The device basically works on a “sort-reduce” algorithm which uses flash as the primary storage source: waste. The algorithm takes all direct access requests and sorts them in sequentially by identifiers, which demonstrate the goal of the request- for example, grouping together all updates for node A, all for node B, and so on. Flash would then be able to access kilobyte-sized chunks of thousands of requests, making it undeniably productive.

In order to save processing power and bandwidth, the algorithm characterizes the data into different small groups. Whenever the algorithm notes matching identifiers, it sums those into a single data packet — such as A1 and A2 becoming A3. It continues doing so, creating increasingly smaller packets of data with matching identifiers, until it produces the smallest possible packet to sort.

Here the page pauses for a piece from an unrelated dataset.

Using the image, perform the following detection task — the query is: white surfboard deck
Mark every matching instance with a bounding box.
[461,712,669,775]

This drastically reduces the number of duplicate requests to access.

The device is also composed of an accelerator that acts as a midway point between the host and flash chips, executing all computation for the algorithm.

Arvind said, “Accelerators are supposed to help the host computer, but we’ve come so far [with the computations] that the host becomes unimportant.”

Keshav Pingali, a professor of computer science at the University of Texas at Austin said, “The MIT work shows a new way to perform analytics on very large graphs: Their work exploits flash memory to store the graphs and exploits ‘field-programmable gate arrays’ [custom integrated circuits] in an ingenious way to perform both the analytics and the data processing required to use flash memory effectively.”

The paper is being presented at the International Symposium on Computer Architecture (ISCA).